Срок возвращения из сна был короток. Клавдия заторопилась, сопя уперлась в подушку спиной, протянула к хозяйке нетерпеливые руки. Та подала ей сыночка. Теплое, родное существо слабо почмокивает губешками.
— Вымя-то помой, деревня, — улыбнулась хозяйка.
— Батюшки, запамятовала! Савелий Романович наказывали.
И, с тревогой вспоминая странный свой сон, переживая о несчастном фельдшере, начала вытирать хозяйским полотенцем розовый сосок.
Был второй утренник, крутой, как и предыдущий. Но на этот раз правил он недолго: солнышко слегка пригрело ему бок, и утренник убрался по зачирелому снегу в темные еловые распадки зализывать весенний ожог, копить силы для следующих проявлений.
— Чом! Чо! Хлеб почем! — приговаривала Лукерья Павловна с кухни. — Настырно чавкает казачок. Ты кормишь, у меня грудь ноет. Подставиться хочется.
— Жорок больно, мальчик. Правильно то? — спрашивает довольная Клавдия.
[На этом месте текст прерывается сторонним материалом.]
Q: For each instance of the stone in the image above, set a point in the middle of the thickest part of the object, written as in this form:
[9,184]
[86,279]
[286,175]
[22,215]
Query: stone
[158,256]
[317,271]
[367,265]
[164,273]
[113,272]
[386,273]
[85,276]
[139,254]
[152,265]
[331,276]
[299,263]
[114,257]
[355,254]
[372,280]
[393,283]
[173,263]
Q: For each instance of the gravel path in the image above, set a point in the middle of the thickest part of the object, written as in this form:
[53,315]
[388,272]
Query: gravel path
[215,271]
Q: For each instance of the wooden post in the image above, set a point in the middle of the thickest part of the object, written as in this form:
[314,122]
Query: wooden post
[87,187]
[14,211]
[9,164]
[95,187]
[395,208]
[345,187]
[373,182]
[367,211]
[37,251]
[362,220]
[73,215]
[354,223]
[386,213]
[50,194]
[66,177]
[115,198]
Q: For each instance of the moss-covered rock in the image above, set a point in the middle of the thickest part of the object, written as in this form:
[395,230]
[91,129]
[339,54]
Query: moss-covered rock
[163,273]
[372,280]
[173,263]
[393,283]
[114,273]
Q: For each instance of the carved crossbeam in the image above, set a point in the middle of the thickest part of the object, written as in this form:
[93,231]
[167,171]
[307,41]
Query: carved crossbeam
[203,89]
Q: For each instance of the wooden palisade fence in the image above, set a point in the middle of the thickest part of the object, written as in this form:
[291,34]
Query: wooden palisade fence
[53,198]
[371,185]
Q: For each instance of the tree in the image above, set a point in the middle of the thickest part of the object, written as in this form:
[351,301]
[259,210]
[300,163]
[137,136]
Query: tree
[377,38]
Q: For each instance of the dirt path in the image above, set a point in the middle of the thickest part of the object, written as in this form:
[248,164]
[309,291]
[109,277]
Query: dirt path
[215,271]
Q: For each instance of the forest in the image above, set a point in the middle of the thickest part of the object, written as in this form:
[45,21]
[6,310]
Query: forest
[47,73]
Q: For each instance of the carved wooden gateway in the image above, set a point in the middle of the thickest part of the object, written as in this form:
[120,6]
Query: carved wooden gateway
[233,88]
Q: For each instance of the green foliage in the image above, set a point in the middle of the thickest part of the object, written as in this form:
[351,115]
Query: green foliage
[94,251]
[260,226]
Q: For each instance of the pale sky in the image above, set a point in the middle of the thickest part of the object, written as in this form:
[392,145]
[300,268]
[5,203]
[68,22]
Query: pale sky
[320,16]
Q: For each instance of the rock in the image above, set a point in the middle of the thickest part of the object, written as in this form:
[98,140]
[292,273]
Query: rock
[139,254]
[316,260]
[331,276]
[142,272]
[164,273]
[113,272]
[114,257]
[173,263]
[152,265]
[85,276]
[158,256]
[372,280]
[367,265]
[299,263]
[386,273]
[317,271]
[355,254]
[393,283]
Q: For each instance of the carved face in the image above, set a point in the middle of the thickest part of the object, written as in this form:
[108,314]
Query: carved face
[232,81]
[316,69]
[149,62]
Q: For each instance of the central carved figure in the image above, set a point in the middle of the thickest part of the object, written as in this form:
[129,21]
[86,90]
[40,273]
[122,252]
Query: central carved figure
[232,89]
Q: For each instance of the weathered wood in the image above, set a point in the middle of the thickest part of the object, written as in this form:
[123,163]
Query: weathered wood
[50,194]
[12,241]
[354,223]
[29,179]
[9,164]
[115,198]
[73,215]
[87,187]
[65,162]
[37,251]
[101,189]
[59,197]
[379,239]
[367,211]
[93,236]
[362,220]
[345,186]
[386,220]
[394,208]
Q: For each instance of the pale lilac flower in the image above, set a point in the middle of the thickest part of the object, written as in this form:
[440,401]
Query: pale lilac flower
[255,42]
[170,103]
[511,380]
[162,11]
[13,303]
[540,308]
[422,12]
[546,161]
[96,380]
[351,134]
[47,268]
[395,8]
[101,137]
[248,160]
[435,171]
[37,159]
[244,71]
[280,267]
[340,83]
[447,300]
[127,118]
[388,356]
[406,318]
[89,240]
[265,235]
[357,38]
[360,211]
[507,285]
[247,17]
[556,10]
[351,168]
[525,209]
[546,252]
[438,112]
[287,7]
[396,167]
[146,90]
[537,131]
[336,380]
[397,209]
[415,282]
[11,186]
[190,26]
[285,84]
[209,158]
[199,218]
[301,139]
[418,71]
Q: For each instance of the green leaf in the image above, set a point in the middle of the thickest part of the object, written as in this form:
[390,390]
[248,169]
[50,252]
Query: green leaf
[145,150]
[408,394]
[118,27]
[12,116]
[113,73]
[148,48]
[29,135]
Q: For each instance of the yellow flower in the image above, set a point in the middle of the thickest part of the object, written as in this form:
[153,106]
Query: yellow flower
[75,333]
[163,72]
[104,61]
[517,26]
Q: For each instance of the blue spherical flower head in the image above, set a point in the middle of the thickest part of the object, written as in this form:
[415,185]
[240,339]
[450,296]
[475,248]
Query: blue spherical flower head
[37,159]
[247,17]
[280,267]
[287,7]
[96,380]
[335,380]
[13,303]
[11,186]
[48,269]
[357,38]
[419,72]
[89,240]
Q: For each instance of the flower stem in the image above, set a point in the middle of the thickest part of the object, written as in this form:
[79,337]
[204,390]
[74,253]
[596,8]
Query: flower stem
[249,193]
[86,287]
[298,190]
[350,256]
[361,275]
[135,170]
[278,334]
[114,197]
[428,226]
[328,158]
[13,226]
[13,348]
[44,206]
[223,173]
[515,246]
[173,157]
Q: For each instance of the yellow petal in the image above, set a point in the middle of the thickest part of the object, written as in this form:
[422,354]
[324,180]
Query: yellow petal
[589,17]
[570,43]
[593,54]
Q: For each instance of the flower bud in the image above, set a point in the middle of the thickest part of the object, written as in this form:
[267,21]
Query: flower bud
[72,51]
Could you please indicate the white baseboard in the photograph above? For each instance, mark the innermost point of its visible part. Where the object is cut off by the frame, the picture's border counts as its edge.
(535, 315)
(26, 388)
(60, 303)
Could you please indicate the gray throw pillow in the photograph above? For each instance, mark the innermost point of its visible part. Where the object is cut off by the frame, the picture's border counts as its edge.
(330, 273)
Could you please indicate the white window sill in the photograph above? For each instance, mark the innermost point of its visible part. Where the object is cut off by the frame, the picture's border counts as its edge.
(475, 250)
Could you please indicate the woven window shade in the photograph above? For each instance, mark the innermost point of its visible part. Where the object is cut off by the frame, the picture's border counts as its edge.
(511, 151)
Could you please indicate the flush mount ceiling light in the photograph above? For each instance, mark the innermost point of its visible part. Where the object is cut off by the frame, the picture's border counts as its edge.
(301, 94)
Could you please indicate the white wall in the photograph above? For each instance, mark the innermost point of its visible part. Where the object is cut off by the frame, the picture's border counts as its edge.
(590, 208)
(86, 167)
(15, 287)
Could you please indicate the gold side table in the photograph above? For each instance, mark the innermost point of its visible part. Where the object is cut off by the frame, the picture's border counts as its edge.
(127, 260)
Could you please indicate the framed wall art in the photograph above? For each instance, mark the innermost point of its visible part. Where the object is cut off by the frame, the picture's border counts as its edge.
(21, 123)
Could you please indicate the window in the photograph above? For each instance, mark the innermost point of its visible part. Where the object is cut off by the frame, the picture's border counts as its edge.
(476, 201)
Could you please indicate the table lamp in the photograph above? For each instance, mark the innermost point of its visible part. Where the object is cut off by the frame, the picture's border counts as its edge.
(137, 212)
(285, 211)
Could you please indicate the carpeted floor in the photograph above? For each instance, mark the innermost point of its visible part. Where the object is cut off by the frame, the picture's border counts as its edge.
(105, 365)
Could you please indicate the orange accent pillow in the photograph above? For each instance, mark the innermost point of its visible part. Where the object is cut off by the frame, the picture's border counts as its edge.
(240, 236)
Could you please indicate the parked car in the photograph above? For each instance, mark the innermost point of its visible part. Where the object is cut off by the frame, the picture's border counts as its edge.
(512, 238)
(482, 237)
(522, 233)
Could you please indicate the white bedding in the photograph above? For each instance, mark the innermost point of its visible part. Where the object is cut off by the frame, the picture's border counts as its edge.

— Еще как правильно! Пусть ест вволю. Нет! Не могу терпеть — глянуть надо на казачка.
Вытерла руки о передник. Подошла, села напротив, подперев ладошкой щеку. Настроение у Клавдии выправилось, сон постепенно забылся, сердце ее поддалось другим, неопасливым чувствам. Ведь надо же было так сложиться удачно наступающему дню: теило, молоком пахнет, каравай дымится на столе. Дышит волнующим парком, а корочка румяна, с маслянистым блеском.
Сынок под грудью набирается силы на будущую свою жизнь. Что еще можно загадывать?! О чем мечтать деревенской девке?!
Не сдержалась Клавдия. Не осилила привалившего счастья. Оно слезой вышло благодарной.
— Никак плачешь, золотце? — вздернула тонкие щипаные брови Лукерья Павловна. — Какая еще беда у тебя отыскалась?
Клавдия плавно отмахнулась рукой:
— Не от беды плачу, тетя Луша. Светло мне, до сердца свет достал от доброго вашего участия. Что насмотрелась на дороге, ума лишиться можно. А у вас — дом родной! Кажен бы день так, чтоб ни горюшка, ни худой заботы ему, родненькому. Хлебушком пахло, молочком, покойно, как в церкви…
Она еще продолжала говорить, но уже видела, что в хозяйке начались странные перемены: суровел взгляд, с голубого становился почти черным. Лицо замкнулось, уже чужое, озаренное изнутри потаенной обидою. Сменился человек на глазах, другим стал ей, ране не виданным.